Hukum Membuang-buang Makanan

Membuang makanan disebut dengan perilaku tabdzir.

ANTARA/Syifa Yulinnas
Hukum Membuang-buang Makanan
Rep: Andrian Saputra Red: Ani Nursalikah

REPUBLIKA.CO.ID, JAKARTA -- Banyak orang yang berlebihan ketika mengambil nasi dan lauk untuk makan. Seringkali mereka tidak bisa menghabiskannya dan memilih membuang sisanya.

Baca Juga

Menurut pendakwah yang juga Kepala Lembaga Peradaban Luhur (LPL) Ustadz Rakhmad Zailani Kiki, berlebih-lebihan dalam makanan sehingga tidak mampu menghabiskannya dan membuangnya disebut dengan perilaku tabdzir. "Perilaku tabdzir atau pemborosan harta dalam makanan. Perbuatan tabdzir dilarang dalam Islam," kata Ustadz Kiki kepada Republika co.id, Jumat (10/9)

Ustadz Kiki menerangkan kata tabdzir bisa diartikan dengan pemborosan, keroyalan, dan penghamburan. Secara istilah, menurut Imam Syafi'i di dalam kitab Al-Jami' Li Ahkam Al-Qur'an karya Imam Al-Qurthubi, tabdzir adalah memboroskan uang dengan cara yang tidak seharusnya. 

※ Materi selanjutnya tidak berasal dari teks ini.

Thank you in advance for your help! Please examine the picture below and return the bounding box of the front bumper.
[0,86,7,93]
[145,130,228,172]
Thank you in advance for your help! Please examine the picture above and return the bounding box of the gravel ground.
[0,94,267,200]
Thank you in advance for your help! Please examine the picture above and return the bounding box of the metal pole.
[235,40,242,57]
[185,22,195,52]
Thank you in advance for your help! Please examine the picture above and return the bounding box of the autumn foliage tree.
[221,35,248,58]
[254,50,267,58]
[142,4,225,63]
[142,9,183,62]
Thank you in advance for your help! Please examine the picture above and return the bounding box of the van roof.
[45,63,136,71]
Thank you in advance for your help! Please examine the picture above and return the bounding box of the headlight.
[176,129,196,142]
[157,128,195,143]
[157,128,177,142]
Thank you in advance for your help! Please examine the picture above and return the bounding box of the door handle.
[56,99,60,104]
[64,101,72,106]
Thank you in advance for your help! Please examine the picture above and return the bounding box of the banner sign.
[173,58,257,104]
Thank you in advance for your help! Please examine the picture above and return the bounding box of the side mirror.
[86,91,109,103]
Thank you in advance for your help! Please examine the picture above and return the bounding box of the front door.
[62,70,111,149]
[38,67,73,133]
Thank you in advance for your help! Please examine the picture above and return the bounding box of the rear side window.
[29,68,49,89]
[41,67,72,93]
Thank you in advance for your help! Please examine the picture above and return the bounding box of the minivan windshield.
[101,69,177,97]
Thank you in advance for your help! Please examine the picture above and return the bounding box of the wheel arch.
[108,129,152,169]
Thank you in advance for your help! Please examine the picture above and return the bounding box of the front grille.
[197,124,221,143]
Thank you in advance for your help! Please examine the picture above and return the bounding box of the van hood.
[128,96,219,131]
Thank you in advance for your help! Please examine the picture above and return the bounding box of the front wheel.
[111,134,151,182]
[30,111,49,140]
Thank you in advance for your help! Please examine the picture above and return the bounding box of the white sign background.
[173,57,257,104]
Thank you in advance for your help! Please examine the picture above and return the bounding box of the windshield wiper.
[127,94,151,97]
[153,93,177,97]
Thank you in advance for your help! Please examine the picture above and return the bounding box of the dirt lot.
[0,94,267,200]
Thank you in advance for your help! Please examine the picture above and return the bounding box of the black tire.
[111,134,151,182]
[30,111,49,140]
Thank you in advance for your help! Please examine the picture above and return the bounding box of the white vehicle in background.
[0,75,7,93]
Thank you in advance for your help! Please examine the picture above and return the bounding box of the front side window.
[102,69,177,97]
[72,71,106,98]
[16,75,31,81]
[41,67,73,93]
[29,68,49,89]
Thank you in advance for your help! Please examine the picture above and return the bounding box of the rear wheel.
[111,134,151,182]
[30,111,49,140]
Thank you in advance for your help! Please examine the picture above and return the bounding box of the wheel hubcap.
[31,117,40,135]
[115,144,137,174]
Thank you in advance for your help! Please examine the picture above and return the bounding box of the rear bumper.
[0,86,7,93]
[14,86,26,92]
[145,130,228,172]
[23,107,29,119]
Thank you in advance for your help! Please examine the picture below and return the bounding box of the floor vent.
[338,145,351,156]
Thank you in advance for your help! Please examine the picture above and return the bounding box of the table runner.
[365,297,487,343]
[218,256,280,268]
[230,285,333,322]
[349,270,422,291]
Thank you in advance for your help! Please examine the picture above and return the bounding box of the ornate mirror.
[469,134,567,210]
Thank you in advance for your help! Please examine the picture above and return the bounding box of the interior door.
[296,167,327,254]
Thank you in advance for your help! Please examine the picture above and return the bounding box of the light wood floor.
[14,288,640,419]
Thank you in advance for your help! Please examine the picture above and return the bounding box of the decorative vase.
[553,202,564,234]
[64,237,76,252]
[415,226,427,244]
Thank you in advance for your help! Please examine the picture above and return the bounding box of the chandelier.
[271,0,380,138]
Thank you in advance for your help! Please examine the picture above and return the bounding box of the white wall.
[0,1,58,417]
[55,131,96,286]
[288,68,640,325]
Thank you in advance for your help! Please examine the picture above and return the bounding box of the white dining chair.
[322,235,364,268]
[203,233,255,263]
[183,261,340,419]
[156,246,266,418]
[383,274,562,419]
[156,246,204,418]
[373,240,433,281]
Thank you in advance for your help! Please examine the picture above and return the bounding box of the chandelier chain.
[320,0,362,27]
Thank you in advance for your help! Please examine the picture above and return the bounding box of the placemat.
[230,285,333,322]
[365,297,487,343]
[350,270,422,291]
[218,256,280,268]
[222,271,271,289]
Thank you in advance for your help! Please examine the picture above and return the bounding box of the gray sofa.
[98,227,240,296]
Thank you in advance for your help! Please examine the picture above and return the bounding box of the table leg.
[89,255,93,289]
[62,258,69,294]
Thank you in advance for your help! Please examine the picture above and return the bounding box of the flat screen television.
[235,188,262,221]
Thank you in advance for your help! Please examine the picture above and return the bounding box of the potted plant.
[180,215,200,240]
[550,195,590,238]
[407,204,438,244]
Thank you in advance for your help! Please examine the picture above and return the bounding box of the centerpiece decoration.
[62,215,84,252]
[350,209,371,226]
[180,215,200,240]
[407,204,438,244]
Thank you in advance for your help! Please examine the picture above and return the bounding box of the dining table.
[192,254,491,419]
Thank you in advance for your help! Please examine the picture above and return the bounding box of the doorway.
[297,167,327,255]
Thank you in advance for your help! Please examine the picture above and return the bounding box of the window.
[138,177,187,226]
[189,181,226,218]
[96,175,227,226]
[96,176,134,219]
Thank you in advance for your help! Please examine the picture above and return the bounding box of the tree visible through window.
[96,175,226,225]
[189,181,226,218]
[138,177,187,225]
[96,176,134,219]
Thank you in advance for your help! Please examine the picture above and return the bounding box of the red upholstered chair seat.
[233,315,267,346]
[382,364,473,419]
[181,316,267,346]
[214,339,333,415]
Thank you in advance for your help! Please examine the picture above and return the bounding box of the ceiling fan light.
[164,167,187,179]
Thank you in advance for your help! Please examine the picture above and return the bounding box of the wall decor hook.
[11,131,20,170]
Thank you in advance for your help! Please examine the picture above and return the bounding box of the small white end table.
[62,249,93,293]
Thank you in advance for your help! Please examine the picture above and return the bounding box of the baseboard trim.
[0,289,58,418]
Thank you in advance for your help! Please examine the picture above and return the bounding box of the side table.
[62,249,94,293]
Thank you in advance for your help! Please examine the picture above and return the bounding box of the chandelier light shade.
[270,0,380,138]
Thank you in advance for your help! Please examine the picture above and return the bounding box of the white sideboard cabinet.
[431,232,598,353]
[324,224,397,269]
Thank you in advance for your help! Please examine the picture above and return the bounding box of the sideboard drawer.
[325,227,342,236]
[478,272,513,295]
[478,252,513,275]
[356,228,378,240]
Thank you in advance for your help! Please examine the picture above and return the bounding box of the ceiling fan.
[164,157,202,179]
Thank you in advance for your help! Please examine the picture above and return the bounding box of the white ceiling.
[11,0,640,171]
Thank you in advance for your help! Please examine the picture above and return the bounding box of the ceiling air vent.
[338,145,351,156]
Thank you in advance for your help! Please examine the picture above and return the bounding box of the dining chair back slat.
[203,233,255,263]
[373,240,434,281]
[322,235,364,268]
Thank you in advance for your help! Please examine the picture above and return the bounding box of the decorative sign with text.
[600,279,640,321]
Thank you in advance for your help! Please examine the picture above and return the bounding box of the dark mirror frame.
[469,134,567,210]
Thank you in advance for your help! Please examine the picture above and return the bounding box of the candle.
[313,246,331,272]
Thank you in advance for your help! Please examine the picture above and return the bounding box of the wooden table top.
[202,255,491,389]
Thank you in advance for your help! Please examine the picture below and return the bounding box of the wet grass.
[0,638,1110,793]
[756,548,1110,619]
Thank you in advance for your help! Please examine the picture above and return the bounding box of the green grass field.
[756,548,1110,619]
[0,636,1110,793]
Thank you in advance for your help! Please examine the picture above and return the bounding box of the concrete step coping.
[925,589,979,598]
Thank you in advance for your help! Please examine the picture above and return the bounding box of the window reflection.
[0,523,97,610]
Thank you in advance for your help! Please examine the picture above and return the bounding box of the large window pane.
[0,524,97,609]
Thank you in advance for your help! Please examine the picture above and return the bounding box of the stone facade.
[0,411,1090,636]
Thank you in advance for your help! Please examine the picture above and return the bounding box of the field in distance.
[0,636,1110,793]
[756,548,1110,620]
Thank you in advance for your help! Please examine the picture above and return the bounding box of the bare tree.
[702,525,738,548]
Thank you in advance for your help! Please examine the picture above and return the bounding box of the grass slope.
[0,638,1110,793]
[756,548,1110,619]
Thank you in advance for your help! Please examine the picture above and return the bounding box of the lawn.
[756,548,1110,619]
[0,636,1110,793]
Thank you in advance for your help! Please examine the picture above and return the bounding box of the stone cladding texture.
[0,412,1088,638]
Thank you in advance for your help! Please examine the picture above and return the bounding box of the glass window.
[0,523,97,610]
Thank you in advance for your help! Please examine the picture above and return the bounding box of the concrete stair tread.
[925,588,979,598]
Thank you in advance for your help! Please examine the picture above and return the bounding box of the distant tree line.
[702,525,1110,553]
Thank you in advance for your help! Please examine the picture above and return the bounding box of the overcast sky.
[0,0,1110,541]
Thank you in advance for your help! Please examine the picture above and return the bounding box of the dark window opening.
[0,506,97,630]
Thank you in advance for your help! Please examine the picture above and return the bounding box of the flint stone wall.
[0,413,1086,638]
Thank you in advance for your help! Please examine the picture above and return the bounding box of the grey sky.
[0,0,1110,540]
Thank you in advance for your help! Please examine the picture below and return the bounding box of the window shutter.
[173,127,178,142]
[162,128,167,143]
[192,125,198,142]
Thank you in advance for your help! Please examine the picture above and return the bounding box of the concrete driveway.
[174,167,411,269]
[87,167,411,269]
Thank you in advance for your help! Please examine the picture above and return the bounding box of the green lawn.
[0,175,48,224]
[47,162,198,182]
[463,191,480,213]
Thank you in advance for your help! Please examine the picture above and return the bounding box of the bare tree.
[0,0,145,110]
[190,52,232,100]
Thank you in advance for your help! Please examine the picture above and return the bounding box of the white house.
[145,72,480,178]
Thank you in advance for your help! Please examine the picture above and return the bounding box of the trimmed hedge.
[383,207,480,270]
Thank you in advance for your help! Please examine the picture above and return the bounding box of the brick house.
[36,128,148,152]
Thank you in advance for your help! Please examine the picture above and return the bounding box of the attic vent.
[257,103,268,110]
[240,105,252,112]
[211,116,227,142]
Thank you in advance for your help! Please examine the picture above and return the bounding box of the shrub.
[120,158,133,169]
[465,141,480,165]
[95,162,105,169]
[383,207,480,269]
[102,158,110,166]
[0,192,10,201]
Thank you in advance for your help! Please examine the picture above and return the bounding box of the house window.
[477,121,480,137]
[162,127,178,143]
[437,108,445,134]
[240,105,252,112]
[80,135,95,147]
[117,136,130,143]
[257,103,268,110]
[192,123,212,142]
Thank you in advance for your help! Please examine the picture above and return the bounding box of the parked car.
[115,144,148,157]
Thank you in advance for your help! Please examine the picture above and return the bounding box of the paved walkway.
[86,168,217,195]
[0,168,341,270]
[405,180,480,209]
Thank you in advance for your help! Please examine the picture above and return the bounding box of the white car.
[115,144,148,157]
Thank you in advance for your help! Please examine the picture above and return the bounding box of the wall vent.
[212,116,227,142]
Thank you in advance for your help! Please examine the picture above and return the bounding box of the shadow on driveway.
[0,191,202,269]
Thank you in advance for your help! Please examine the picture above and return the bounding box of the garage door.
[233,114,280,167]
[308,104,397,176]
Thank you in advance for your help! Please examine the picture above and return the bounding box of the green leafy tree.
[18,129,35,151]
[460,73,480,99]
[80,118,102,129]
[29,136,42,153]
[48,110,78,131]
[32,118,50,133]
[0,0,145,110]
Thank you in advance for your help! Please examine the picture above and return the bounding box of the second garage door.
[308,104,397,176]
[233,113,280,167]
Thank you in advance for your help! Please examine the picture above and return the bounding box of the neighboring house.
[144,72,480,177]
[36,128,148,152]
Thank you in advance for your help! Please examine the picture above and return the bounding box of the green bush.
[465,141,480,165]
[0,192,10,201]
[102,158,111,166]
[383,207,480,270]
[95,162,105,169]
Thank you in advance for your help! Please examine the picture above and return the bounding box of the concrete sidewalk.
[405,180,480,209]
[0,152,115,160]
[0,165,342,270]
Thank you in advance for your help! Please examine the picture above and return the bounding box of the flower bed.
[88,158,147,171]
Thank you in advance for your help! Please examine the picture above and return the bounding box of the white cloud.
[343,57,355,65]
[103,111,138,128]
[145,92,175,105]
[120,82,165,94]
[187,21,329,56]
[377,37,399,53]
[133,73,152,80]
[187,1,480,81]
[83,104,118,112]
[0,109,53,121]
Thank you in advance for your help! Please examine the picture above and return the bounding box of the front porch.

Menurut Ahmad Mustafa Al-Maraghi di dalam Tafsir al-Maraghi, pemborosan terhadap harta, berlebihan dalam hal-hal yang bersifat duniawi, dalam arti untuk kepentingan dunia adalah terlarang. Larangan tabdzir dalam Islam bersumber dari Alquran, seperti di dalam surah Al-Isra ayat 26-27:

وَءَاتِ ذَا ٱلْقُرْبَىٰ حَقَّهُۥ وَٱلْمِسْكِينَ وَٱبْنَ ٱلسَّبِيلِ وَلَا تُبَذِّرْ تَبْذِيرًا

إِنَّ ٱلْمُبَذِّرِينَ كَانُوٓا۟ إِخْوَٰنَ ٱلشَّيَٰطِينِ ۖ وَكَانَ ٱلشَّيْطَٰنُ لِرَبِّهِۦ كَفُورًا

Artinya: “Dan berikanlah kepada keluarga-keluarga yang dekat akan haknya, kepada orang miskin dan orang yang dalam perjalanan dan janganlah kamu menghambur-hamburkan (hartamu) secara boros. Sesungguhnya pemboros-pemboros itu adalah saudara-saudara setan dan setan itu adalah sangat ingkar kepada Tuhannya.”

 

Sedangkan menurut Ustadz Kiki, orang yang kurang cocok dengan cita rasa makanan tersebut lalu membuangnya, maka ini termasuk menghina atau mencela makanan yang juga dilarang dalam Islam. Dalam sebuah hadits dari sahabat Abu Hurairah ra. dari Nabi SAW:

مَا عَابَ النَّبِيُّ صَلَّى اللَّهُ عَلَيْهِ وَسَلَّمَ طَعَامًا قَطُّ إِنْ اشْتَهَاهُ أَكَلَهُ وَإِنْ كَرِهَهُ تَرَكَ

Artinya: “Nabi SAW  tidak pernah mencela makanan sekali pun. Apabila beliau berselera (suka), beliau memakannya. Apabila beliau tidak suka, beliau pun meninggalkannya (tidak memakannya),” (HR Imam Bukhari dan Imam Muslim).

 

"Dalam hadits di atas dapat dipahami mencela makanan saja dilarang, seperti mengatakan makanan tersebut kurang asin, kurang enak, kurang matang, dan sebagainya, apalagi kemudian membuangnya. Itu lebih dilarang. Yang diajarkan oleh Rasulullah SAW ketika ada makanan atau dihidangkan makanan yang kurang cocok dengan cita rasa beliau adalah bukan mencela, apalagi membuangnya, tetapi tidak memakannya. Inilah yang harus diikuti oleh umat Islam," kata Ustadz Kiki.